One of her most memorable stories involved a two-day stay in the ER at the combat support hospital. DeBose was exposed to things that most people don’t get to see.
Facing the Horrific Every Day ran on the front page of The Washington Post and in other newspapers across the country.
A top editor of The Seattle Times reached out to DeBose after reading her story. DeBose quoted a trauma surgeon in her piece; it was the man’s brother.
“His brother always said that everything was fine,” DeBose said. “It was the first time he understood what his brother went through. The responsibility of journalism was really present through that story. You are supposed to be the eyes and ears and to see the things – and report the things that others can’t see because they don’t have that access.”

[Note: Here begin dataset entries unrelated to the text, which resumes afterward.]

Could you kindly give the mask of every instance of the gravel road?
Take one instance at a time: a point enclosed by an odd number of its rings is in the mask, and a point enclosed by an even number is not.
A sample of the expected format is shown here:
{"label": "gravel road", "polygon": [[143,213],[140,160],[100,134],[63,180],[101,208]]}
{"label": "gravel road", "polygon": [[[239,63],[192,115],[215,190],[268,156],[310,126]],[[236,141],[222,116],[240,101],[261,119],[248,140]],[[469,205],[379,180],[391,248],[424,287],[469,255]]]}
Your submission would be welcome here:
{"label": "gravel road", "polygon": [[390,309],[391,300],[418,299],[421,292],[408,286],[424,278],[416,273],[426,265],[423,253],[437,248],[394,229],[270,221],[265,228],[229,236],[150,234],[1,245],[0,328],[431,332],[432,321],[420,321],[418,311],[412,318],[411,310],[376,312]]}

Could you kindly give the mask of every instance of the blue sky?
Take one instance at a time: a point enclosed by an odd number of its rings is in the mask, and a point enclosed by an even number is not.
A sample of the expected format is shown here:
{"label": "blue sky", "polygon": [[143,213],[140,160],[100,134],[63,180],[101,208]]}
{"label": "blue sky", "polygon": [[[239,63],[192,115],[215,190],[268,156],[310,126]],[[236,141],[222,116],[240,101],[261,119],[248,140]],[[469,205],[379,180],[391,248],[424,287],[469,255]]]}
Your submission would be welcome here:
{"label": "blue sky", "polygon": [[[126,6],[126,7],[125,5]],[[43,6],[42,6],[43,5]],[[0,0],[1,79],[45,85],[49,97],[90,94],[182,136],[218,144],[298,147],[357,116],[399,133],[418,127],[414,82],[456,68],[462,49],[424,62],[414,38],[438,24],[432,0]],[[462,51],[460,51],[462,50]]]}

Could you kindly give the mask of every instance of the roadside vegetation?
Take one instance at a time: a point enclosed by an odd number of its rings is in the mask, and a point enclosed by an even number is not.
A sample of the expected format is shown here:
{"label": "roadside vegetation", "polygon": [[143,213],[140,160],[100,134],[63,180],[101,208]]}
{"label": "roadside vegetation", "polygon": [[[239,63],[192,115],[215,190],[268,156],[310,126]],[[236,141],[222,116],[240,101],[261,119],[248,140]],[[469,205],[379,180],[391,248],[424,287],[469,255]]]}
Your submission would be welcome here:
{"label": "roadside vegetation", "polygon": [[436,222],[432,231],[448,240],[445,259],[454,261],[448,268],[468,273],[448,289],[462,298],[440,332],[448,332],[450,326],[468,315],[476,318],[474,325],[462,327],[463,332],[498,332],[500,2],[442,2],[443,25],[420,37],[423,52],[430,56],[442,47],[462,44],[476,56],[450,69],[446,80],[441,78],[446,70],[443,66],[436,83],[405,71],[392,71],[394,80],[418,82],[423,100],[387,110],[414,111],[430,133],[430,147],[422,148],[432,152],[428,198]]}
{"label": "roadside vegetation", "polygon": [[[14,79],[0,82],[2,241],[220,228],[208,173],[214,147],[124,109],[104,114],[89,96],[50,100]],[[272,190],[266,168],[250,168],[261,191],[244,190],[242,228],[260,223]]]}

DeBose worked with The Washington Post for many years. In 2010, she wrote a piece that became part of her pivot story: Pregnant and Covering the Crisis in Haiti.
Shades of Gray
The journalism road was ending, and it was time to change course.
DeBose left The Washington Post in May 2012 and moved away from journalism.
She wanted to help people beyond reporting stories. So, she advocated for charter schools as communications director for the DC Public Charter School Board, and as an appointee in the Obama Administration, promoting funding for cultural projects at the National Endowment for the Humanities.
Today, DeBose is on another journey and recently launched a journalism-based podcast: The Gray Side: Life After Journalism.
The podcast is a project of GraySide Media Group, a boutique communications firm working with journalists to tell their stories through branding, messaging, graphic design, and media relations. DeBose serves as CEO and co-founder of GraySide with her husband, Brian.
The Gray Side podcast plays on dark and light.
When DeBose left journalism, she left for the communications world, or as some journalists might put it – the “dark side.”
“It felt a lot more gray than black or white,” said DeBose, of striking the balance between journalism and the communications field. “I heard similar things from folks who left the newsroom. There’s a community of us out there, and we were the only ones who could understand what it was like. People would ask: How’d you do it? How did you get out?”
… And We’re Live!
The Gray Side: Life After Journalism podcast launched Aug. 9, during the annual meeting of the National Association of Black Journalists in New Orleans.
The podcast offers former journalists a “space to share their inspiring stories of life after journalism,” says a news release.
“I wanted to tell the story of leaving journalism,” DeBose said. “Why not hear from people who have done this and talk about everything involved in it? If someone wanted to leave their organization or was laid off – they wouldn’t know where to start. They wouldn’t know how to build a life after journalism.”
The first episode features former aviation journalist Benét WIlson. Wilson describes moving through a newsroom layoff into a freelance career and corporate communications.